The previous night of the world revolution~P.D.~
…その焦りの色を見て、怪しいかもしれない、と思った。

まさかこんなところには隠さんだろう、というところに隠す…有り得そうな話だ。

迂闊だった、俺。ルリシヤがいてくれて良かった。

「邪魔するぞ」

「あっ、待っ…」

『霧塵会』リーダーの制止を振り切って、俺もルリシヤに続いて食堂に入った。

食堂の中には、10名ほどの構成員が食事の真っ最中だった。

食事中悪いな。

彼らは突如として入ってきた俺達を見て、ぎょっとしたような顔をしていた。

気にせず食事を続けてくれて結構だぞ。

俺達は、ただ隠しものがないかどうか確かめたいだけだ。

俺はテーブルクロスを捲ったり、食器入れや調味料ラックの中まで調べた。

こんなところに、何かあるとは思えないが…。

しかし。

「ただの食堂ですよ、ここは…。何を隠すものがあると言うんですか?」

『霧塵会』のリーダーは、若干焦ったような…ちょっと上ずった声で言った。

…怪しい。

食堂が怪しいと言うか、このリーダーの態度が怪しい。

食堂を調べ始めてから、明らかに態度がおかしくなっている。

さっきまでの笑顔の仮面は何処へやら。

とても何か隠せるような場所ではないけど、こいつの態度を見るに。

ここに何か隠しているのは、ほぼ間違いなかろう。

「邪魔するぞ」

「えっ…」

ルリシヤは、厨房にまで容赦なく入っていった。

「ルリシヤ、そこに何かあるのか?」

「俺の仮面の勘がそう言っている」

成程。

ルリシヤの仮面が言ってるなら、多分正しいな。

俺もルリシヤに続いて、厨房に足を踏み入れた。

絶賛調理の真っ最中で、調味料の匂いと煙が立ち込めていた。

「こ、困ります…!今仕事中でして…」

白いエプロンをつけた料理人が、困ったような顔で俺達に言った。

しかし。

「そうか。大丈夫だ、仕事の邪魔はしない。何なら手伝おう。料理は得意だ」

「えっ…」

ルリシヤはそう言って、調理台のまな板の上に置いてあった、切りかけのニンジンと包丁を手に取り。

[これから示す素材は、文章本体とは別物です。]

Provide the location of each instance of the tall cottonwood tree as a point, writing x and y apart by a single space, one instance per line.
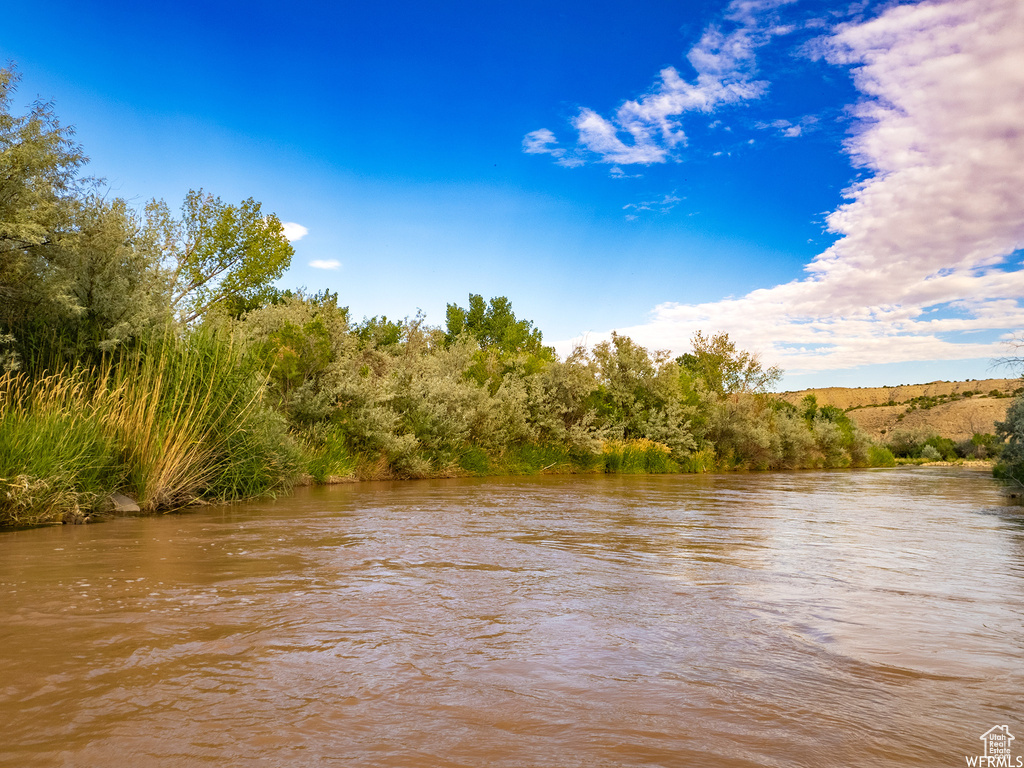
216 252
39 166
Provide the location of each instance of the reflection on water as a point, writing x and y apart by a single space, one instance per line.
848 619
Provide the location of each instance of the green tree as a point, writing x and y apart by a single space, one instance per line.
1012 429
217 253
725 370
495 327
39 166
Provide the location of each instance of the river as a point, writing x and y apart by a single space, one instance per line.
802 619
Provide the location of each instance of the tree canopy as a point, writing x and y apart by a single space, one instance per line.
495 327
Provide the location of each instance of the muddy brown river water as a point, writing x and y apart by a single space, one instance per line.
806 619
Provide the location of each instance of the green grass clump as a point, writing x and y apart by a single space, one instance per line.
475 461
56 458
637 457
326 454
880 456
176 419
698 462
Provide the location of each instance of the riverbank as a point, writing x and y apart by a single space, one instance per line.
118 505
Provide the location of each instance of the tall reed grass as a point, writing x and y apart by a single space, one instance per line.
173 420
637 457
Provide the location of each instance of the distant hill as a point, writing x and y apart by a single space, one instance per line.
952 409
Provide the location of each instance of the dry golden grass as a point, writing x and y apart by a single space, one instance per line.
957 419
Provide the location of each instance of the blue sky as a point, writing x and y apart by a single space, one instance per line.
840 186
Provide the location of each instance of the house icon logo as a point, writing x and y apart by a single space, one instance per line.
996 751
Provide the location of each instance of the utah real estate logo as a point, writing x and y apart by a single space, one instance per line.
996 751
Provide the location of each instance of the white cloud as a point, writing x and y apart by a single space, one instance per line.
539 142
664 205
941 128
647 130
294 231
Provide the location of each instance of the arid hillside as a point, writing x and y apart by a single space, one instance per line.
952 409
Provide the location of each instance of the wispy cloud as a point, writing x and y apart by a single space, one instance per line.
294 231
325 264
648 129
662 205
929 244
542 141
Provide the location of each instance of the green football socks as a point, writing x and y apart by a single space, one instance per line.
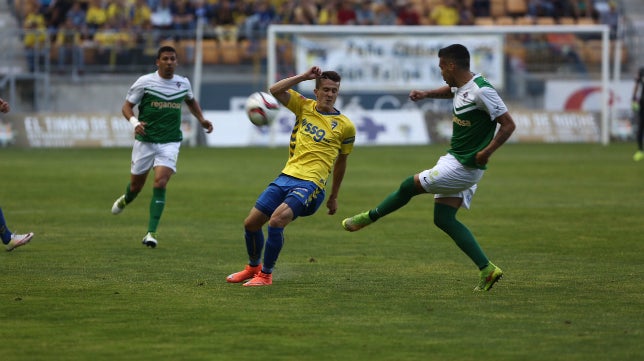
396 199
129 195
445 219
156 208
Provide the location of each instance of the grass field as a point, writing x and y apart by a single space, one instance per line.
565 222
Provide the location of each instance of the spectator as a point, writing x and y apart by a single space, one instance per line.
96 16
117 9
445 14
223 21
328 14
364 13
538 8
407 13
114 42
346 15
56 14
305 13
466 14
255 25
583 9
35 37
384 14
69 44
141 15
184 20
77 14
481 8
161 16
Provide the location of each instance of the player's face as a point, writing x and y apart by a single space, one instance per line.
166 63
447 71
327 94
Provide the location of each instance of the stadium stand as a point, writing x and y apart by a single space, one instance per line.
118 35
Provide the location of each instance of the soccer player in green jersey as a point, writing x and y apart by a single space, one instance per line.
9 239
158 135
477 110
321 140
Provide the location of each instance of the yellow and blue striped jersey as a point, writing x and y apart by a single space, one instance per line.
316 140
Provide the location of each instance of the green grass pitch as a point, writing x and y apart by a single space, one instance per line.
564 221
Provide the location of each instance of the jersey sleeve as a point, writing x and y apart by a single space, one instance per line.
135 93
295 103
348 138
189 95
492 102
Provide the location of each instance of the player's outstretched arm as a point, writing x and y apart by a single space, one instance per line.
4 106
502 135
195 109
444 92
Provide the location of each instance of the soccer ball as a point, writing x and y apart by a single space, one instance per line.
262 108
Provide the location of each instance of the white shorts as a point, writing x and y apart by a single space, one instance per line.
148 155
449 178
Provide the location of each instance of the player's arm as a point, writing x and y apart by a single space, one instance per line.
444 92
502 135
339 168
4 106
280 89
195 109
128 113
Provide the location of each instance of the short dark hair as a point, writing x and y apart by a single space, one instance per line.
329 74
165 49
456 53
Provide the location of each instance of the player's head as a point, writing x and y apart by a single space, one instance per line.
327 86
166 61
454 61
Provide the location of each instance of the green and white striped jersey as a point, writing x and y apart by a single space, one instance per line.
159 101
476 106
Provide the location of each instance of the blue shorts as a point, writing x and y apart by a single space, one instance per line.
304 197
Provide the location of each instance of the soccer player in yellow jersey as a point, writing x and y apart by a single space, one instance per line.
321 140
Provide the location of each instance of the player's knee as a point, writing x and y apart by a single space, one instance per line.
444 218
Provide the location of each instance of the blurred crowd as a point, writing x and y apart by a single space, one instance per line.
137 24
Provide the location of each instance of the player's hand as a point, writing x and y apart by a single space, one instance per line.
4 106
140 128
332 205
482 158
313 73
207 125
416 95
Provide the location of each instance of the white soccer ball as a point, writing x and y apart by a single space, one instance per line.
262 108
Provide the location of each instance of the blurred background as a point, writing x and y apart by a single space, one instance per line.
75 59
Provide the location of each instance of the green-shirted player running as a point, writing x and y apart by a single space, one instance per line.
453 180
158 135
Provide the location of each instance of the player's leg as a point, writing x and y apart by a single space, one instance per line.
409 188
142 161
165 165
266 204
445 209
12 240
254 238
5 233
639 155
301 194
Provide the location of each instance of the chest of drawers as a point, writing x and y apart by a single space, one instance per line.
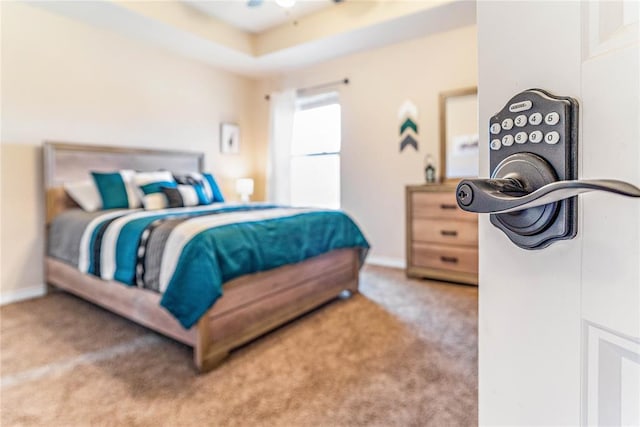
442 239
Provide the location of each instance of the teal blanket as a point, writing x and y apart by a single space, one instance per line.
205 248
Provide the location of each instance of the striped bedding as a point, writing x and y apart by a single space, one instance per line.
187 254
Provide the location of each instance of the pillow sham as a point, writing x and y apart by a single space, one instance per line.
85 194
210 191
117 189
151 184
182 195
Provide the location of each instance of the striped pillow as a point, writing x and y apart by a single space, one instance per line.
117 189
182 195
206 185
151 184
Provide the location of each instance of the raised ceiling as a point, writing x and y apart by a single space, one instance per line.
259 18
330 32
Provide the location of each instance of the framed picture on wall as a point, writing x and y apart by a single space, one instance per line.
229 138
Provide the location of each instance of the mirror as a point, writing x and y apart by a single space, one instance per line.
459 134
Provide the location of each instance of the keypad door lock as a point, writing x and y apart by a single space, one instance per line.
533 189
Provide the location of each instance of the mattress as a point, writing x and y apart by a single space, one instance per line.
187 254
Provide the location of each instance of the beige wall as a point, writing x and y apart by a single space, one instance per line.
63 80
374 172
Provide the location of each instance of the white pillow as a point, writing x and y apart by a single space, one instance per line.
85 194
149 185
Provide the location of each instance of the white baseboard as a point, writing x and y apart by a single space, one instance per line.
7 297
387 261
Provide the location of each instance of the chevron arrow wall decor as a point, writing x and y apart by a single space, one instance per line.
408 117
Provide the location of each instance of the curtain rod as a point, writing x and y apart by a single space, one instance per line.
320 86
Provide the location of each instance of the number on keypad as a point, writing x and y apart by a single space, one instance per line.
524 122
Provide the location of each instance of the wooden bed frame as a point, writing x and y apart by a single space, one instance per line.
251 306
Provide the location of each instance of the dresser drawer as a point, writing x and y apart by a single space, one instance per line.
438 205
443 257
447 231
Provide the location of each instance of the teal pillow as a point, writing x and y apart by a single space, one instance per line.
215 190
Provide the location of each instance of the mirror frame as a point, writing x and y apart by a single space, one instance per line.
473 90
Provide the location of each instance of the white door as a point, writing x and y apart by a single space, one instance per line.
559 329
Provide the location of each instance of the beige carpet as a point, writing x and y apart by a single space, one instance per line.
403 352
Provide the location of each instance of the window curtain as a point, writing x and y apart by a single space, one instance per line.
282 110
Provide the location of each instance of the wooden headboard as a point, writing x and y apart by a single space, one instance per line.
64 162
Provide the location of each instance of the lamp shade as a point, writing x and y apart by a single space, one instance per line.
244 187
287 4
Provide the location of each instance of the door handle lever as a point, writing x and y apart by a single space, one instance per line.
505 195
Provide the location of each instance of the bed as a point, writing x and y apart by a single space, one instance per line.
251 303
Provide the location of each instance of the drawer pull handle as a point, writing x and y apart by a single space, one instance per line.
446 206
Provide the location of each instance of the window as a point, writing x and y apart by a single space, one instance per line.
315 152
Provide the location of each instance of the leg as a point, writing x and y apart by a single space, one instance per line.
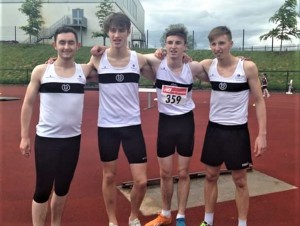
183 183
109 190
139 175
211 188
166 181
57 208
39 213
242 192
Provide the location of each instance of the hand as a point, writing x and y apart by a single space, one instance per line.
25 147
186 58
98 50
51 60
244 58
160 53
260 146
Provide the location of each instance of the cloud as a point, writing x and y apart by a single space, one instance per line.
201 16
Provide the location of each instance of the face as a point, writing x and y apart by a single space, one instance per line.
175 46
220 46
66 45
118 36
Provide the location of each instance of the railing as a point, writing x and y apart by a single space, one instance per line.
47 33
277 80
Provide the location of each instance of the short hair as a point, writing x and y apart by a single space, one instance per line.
178 31
220 30
65 29
119 20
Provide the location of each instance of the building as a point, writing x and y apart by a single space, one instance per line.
80 14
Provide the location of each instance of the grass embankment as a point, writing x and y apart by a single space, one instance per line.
18 60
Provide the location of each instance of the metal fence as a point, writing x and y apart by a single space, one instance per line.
277 80
244 40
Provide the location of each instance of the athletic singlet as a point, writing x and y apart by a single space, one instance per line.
229 96
174 92
118 93
61 104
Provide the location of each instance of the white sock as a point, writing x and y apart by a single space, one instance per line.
242 222
180 216
209 218
166 213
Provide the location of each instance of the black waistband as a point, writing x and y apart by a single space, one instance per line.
242 126
176 116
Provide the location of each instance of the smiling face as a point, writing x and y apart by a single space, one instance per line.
66 45
220 46
118 36
175 46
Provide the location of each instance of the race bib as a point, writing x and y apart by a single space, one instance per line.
174 95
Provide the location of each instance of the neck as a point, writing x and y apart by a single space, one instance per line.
118 53
64 62
227 61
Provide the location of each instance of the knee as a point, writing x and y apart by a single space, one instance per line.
211 178
183 174
109 177
41 196
165 174
240 182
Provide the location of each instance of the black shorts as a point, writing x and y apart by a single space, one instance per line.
131 138
228 144
176 133
56 160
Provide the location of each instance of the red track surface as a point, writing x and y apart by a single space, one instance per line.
85 205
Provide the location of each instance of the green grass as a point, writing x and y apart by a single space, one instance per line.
18 60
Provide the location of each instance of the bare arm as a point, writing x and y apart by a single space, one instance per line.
27 108
255 88
198 71
146 68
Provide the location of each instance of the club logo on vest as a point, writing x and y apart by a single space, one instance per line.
65 87
222 86
119 77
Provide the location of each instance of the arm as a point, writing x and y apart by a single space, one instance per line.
146 66
198 71
27 108
254 83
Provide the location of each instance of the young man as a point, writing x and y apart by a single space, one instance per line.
119 119
227 136
264 85
174 82
57 142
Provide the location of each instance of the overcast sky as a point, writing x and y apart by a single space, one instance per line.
201 16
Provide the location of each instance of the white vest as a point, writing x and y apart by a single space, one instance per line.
174 92
119 93
229 96
61 104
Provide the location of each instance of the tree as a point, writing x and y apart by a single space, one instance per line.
35 21
105 8
286 19
190 39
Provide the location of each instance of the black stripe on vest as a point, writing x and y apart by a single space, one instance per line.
229 87
119 78
159 83
57 87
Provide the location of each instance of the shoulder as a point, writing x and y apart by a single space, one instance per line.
250 68
40 69
206 63
87 68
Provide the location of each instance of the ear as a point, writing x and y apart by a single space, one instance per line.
53 45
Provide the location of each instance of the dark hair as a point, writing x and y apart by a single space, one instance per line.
65 29
178 31
119 20
220 30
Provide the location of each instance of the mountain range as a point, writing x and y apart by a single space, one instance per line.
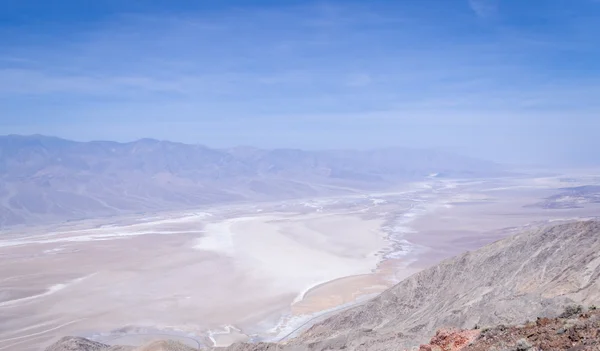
44 179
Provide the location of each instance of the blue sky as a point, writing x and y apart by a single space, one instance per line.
510 80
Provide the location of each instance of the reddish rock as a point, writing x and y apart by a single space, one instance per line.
450 340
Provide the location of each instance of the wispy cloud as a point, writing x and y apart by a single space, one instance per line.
344 73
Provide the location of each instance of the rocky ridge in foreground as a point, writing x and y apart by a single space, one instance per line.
530 275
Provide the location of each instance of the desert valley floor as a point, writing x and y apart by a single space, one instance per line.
260 271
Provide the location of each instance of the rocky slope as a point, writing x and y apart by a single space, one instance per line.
578 331
530 275
521 277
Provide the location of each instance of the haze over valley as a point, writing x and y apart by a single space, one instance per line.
315 175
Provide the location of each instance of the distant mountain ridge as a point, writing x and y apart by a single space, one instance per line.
47 178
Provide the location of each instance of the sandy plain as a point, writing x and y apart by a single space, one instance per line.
258 271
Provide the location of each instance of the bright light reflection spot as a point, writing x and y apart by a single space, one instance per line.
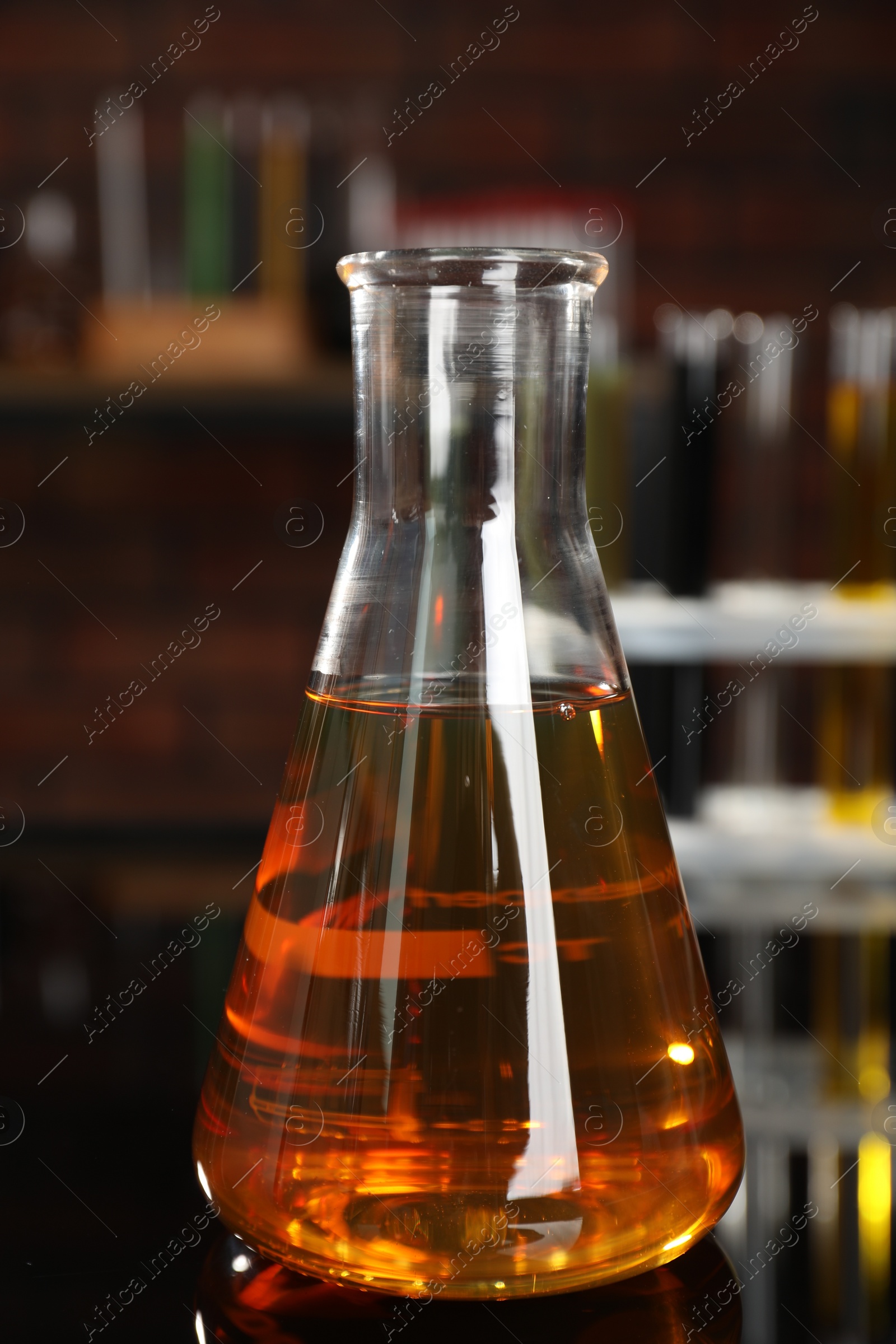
682 1054
678 1241
598 730
203 1179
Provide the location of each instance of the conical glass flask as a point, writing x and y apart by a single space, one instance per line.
468 1047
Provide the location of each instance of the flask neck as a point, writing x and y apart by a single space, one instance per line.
469 486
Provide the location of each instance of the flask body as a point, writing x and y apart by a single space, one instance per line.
468 1049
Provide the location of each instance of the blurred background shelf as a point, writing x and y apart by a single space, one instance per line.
735 622
323 389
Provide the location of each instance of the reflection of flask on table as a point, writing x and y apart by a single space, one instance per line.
242 1298
469 1040
856 761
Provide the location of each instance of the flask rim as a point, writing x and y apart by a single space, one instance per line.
466 268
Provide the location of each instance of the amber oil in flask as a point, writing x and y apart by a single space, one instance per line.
468 1047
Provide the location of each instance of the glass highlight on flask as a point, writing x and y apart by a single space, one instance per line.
468 1047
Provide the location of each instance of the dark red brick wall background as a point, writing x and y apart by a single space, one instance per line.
148 528
156 521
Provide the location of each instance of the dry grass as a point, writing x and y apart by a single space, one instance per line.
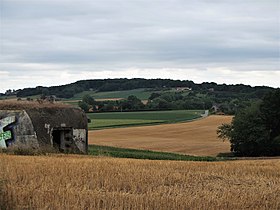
81 182
194 138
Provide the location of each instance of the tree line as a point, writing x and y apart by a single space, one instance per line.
255 130
101 85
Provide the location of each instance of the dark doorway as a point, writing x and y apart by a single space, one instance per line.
62 139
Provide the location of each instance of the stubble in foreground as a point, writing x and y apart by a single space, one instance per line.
79 182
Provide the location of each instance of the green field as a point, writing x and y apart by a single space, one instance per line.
98 150
125 119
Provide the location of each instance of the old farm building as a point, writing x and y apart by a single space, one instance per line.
38 125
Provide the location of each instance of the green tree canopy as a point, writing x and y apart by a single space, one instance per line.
255 131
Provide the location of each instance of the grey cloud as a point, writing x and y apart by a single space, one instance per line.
140 32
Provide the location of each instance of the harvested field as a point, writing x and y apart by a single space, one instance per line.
195 138
82 182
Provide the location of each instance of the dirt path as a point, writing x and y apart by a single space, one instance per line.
196 138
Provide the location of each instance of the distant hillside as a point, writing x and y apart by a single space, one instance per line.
102 85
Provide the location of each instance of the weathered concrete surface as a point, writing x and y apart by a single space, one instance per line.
34 126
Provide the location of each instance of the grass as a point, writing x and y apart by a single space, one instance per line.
98 150
87 182
125 119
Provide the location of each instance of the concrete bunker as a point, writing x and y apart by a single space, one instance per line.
26 124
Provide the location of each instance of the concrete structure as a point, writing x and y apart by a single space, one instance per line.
38 125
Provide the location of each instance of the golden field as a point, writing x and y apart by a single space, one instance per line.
198 137
83 182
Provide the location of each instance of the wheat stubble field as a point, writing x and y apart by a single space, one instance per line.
82 182
194 138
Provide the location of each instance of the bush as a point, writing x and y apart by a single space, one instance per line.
255 131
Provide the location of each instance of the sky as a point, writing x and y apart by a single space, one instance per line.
55 42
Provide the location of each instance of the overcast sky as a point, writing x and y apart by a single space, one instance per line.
53 42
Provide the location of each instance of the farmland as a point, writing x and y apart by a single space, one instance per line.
193 138
83 182
121 119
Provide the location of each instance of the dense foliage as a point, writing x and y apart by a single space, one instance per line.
67 91
223 98
255 131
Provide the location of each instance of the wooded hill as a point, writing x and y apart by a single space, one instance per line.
69 90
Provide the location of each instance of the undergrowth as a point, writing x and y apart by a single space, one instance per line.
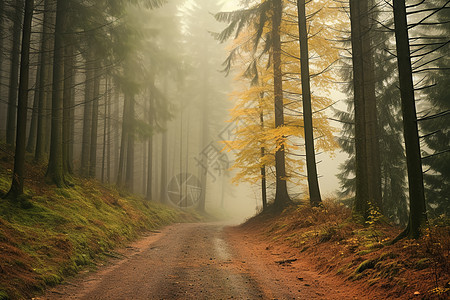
52 233
360 252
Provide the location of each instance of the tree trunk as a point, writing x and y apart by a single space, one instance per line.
3 112
44 82
263 167
67 107
150 150
55 165
14 74
87 118
129 175
313 182
163 195
105 128
123 143
417 204
372 136
281 194
19 157
360 206
94 124
31 144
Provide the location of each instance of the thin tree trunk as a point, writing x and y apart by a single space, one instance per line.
163 195
19 157
281 194
150 154
115 125
87 118
105 121
67 107
417 204
123 143
31 144
14 74
42 132
108 128
55 169
3 112
360 206
370 100
311 167
94 124
129 175
263 167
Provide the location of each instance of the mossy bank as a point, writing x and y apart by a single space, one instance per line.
52 233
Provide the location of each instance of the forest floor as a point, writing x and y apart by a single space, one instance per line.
266 258
50 234
206 261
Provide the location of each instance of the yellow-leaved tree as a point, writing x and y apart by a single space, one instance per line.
259 136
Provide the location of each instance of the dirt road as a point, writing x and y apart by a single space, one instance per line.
204 261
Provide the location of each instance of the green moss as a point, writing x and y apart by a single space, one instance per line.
364 252
367 264
388 255
65 229
422 264
4 295
52 279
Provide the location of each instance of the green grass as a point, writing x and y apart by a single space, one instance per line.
53 233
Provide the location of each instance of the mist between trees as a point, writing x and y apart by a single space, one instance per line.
135 94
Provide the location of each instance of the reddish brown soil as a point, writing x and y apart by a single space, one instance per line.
208 261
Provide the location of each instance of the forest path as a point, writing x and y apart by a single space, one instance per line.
204 261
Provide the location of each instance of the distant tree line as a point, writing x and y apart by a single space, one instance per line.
394 66
106 89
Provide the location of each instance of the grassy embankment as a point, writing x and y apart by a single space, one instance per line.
53 233
329 238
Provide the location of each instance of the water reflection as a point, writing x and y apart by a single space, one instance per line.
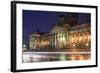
54 56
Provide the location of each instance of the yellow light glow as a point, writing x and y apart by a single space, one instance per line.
87 44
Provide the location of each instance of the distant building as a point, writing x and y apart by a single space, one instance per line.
64 34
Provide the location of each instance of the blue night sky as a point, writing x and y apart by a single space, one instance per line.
44 20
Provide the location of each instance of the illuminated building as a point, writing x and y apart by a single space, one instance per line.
66 33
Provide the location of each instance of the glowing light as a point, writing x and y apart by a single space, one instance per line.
72 40
80 38
87 44
74 45
62 57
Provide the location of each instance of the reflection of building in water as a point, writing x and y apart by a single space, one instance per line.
66 33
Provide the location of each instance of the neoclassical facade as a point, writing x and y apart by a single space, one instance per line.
62 36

見事な飾り切りの腕前を披露し、ねじり梅、菊、紅葉の形に切った。

…また妙な特技を…。

相変わらず器用な奴だよ。

まさか『青薔薇連合会』の幹部が、ニンジンの飾り切りをするとは思っていなかったらしく。

これには、調理人も『霧塵会』のリーダーも、口をぽかんと開けていた。

その気持ちはよく分かる。

ちなみに、俺はそこまで器用なことは出来ない。

普通にいちょう切りしか出来ないよ。悪かったな、不器用で。

今日は捜査をしに来たのであって、ニンジンの飾り切りをしに来た訳じゃないからな。あしからず。